Table of Contents
Journal of Aerodynamics
Volume 2014 (2014), Article ID 834132, 10 pages
Research Article

Experimental Evaluation of an Internally Passively Pressurized Circulation Control Propeller

1Mechanical and Aerospace Engineering Department, 395 Evansdale Drive, West Virginia University, Morgantown, WV 26506, USA
2Low-Speed Aerodynamics Branch, Air Force Research Laboratory, Wright-Patterson Air Force Base, Fairborn, OH 45433, USA
3Jacobs Engineering, Air Force Research Laboratory, Wright-Patterson Air Force Base, Fairborn, OH 45433, USA

Received 26 April 2013; Revised 15 November 2013; Accepted 19 November 2013; Published 3 February 2014

Academic Editor: Ujjwal K. Saha

Copyright © 2014 Jonathan Kweder et al. This is an open access article distributed under the Creative Commons Attribution License, which permits unrestricted use, distribution, and reproduction in any medium, provided the original work is properly cited.

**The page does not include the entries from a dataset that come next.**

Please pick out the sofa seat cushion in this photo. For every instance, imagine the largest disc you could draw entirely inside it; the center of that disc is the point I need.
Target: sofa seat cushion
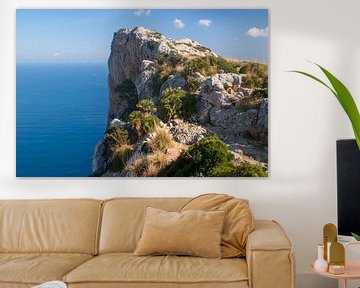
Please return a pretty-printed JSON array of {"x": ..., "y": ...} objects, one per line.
[
  {"x": 127, "y": 268},
  {"x": 36, "y": 268}
]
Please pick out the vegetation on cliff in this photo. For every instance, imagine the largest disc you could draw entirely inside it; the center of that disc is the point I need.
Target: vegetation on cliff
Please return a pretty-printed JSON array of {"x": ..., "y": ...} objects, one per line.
[{"x": 179, "y": 117}]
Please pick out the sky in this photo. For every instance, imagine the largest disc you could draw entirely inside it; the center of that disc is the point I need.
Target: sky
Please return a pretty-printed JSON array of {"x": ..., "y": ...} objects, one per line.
[{"x": 81, "y": 36}]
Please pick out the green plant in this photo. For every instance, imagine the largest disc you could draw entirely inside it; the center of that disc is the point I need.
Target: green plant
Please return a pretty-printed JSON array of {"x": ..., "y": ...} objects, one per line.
[
  {"x": 251, "y": 81},
  {"x": 251, "y": 102},
  {"x": 161, "y": 140},
  {"x": 244, "y": 169},
  {"x": 177, "y": 103},
  {"x": 344, "y": 97},
  {"x": 200, "y": 159},
  {"x": 193, "y": 84},
  {"x": 356, "y": 236},
  {"x": 115, "y": 137},
  {"x": 146, "y": 106}
]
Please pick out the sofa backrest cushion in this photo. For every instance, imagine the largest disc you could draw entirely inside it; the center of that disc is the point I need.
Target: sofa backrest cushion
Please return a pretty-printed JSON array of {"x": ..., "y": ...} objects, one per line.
[
  {"x": 123, "y": 220},
  {"x": 64, "y": 226}
]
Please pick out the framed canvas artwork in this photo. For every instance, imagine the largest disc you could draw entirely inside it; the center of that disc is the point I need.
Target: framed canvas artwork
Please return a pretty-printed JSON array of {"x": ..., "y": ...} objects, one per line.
[{"x": 142, "y": 93}]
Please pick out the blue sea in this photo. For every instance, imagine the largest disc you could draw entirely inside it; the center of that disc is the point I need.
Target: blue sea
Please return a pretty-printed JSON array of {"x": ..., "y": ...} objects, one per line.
[{"x": 61, "y": 113}]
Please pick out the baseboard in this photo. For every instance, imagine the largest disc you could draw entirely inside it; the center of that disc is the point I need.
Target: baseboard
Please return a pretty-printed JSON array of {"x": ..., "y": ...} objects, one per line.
[{"x": 309, "y": 280}]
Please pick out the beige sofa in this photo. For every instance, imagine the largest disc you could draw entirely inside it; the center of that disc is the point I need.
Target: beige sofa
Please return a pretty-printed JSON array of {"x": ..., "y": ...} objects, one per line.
[{"x": 89, "y": 243}]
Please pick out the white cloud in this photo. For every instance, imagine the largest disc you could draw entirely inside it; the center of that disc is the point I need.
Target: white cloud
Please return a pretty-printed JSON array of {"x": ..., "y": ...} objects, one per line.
[
  {"x": 205, "y": 22},
  {"x": 178, "y": 23},
  {"x": 61, "y": 54},
  {"x": 258, "y": 32},
  {"x": 142, "y": 12}
]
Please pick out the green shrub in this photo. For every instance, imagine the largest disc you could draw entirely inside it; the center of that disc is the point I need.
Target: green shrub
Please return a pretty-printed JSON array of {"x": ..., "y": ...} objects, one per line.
[
  {"x": 249, "y": 103},
  {"x": 115, "y": 137},
  {"x": 260, "y": 93},
  {"x": 193, "y": 84},
  {"x": 251, "y": 81},
  {"x": 258, "y": 69},
  {"x": 177, "y": 103},
  {"x": 244, "y": 169},
  {"x": 146, "y": 106},
  {"x": 200, "y": 159}
]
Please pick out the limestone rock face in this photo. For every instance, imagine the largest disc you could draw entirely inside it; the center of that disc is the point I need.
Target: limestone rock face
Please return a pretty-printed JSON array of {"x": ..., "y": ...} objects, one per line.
[
  {"x": 186, "y": 133},
  {"x": 131, "y": 58},
  {"x": 144, "y": 82},
  {"x": 174, "y": 81},
  {"x": 99, "y": 162},
  {"x": 219, "y": 106},
  {"x": 219, "y": 98}
]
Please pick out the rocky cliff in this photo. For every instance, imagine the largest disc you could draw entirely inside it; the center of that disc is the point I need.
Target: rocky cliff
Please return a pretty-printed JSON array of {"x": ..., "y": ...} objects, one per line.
[
  {"x": 132, "y": 58},
  {"x": 192, "y": 93}
]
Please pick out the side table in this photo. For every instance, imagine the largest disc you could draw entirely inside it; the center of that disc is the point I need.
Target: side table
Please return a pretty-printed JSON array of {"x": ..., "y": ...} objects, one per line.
[{"x": 352, "y": 268}]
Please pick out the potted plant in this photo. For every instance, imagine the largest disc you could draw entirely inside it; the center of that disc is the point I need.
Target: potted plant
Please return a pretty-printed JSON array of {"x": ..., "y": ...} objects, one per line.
[
  {"x": 346, "y": 100},
  {"x": 344, "y": 97}
]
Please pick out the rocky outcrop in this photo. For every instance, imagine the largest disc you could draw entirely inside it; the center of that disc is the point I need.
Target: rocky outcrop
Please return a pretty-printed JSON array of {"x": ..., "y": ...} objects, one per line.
[
  {"x": 174, "y": 82},
  {"x": 99, "y": 161},
  {"x": 131, "y": 58},
  {"x": 143, "y": 63},
  {"x": 220, "y": 106},
  {"x": 186, "y": 133}
]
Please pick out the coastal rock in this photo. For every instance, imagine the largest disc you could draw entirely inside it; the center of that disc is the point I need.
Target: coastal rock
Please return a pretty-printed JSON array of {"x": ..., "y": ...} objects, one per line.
[
  {"x": 186, "y": 133},
  {"x": 219, "y": 93},
  {"x": 132, "y": 54},
  {"x": 99, "y": 161},
  {"x": 173, "y": 82},
  {"x": 144, "y": 82},
  {"x": 118, "y": 123},
  {"x": 219, "y": 106},
  {"x": 260, "y": 129}
]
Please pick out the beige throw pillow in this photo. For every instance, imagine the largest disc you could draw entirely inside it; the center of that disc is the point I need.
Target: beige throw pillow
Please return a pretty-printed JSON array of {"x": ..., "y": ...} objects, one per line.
[
  {"x": 196, "y": 233},
  {"x": 239, "y": 220}
]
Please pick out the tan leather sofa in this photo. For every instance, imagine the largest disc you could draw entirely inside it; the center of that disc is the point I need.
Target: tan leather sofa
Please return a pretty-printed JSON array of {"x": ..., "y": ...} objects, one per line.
[{"x": 89, "y": 243}]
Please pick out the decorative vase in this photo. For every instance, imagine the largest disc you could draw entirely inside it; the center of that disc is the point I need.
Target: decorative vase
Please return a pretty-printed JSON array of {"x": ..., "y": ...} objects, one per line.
[{"x": 320, "y": 264}]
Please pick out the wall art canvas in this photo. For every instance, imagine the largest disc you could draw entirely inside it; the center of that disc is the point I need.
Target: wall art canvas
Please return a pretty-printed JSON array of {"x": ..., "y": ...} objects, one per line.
[{"x": 142, "y": 93}]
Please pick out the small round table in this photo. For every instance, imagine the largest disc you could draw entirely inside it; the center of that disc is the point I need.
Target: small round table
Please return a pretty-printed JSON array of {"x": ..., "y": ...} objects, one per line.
[{"x": 352, "y": 269}]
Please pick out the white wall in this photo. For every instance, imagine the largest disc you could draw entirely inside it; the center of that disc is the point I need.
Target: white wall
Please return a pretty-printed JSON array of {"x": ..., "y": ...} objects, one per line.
[{"x": 305, "y": 120}]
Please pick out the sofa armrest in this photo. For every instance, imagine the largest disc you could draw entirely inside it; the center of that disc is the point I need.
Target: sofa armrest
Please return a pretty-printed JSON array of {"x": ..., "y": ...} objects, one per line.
[{"x": 269, "y": 256}]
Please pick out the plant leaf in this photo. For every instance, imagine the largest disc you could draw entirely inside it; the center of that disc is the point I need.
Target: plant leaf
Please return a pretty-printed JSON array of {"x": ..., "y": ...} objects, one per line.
[
  {"x": 347, "y": 102},
  {"x": 314, "y": 78},
  {"x": 344, "y": 97},
  {"x": 357, "y": 237}
]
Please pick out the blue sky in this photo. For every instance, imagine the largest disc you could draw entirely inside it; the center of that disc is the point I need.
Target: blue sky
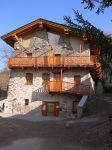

The purpose of circulation control for fixed wing aircrafts is to increase the lifting force when large lifting forces and/or slow speeds are required, such as at takeoff and landing. Wing flaps and slats are used on almost all fixed-wing aircraft. While effective in increasing lift, they do so with penalty of increasing drag, weight, and control complexity. The goal of this research was to find an alternative way of pumping pressurized air to the trailing edge slot on a UAV propeller. This design called for rerouting stagnation pressure from the frontal propeller area through the inside of the propeller blades to ejection slots on the trailing edge. This allows for the forward velocity of the aircraft to drive the pressurization of the circulation control plenum passively, without additional hardware. For this study, a Clark-Y airfoil section propeller with an overall diameter of 0.609 meters was designed and tested. The comparison of the augmented to unaugmented propeller showed a 5.12 percent increase in efficiency, which is shown to act over the entire range of flight envelopes of the aircraft and is shown to be particularly beneficial at advance ratios above 0.30, normal operating conditions of propeller-driven UAVs.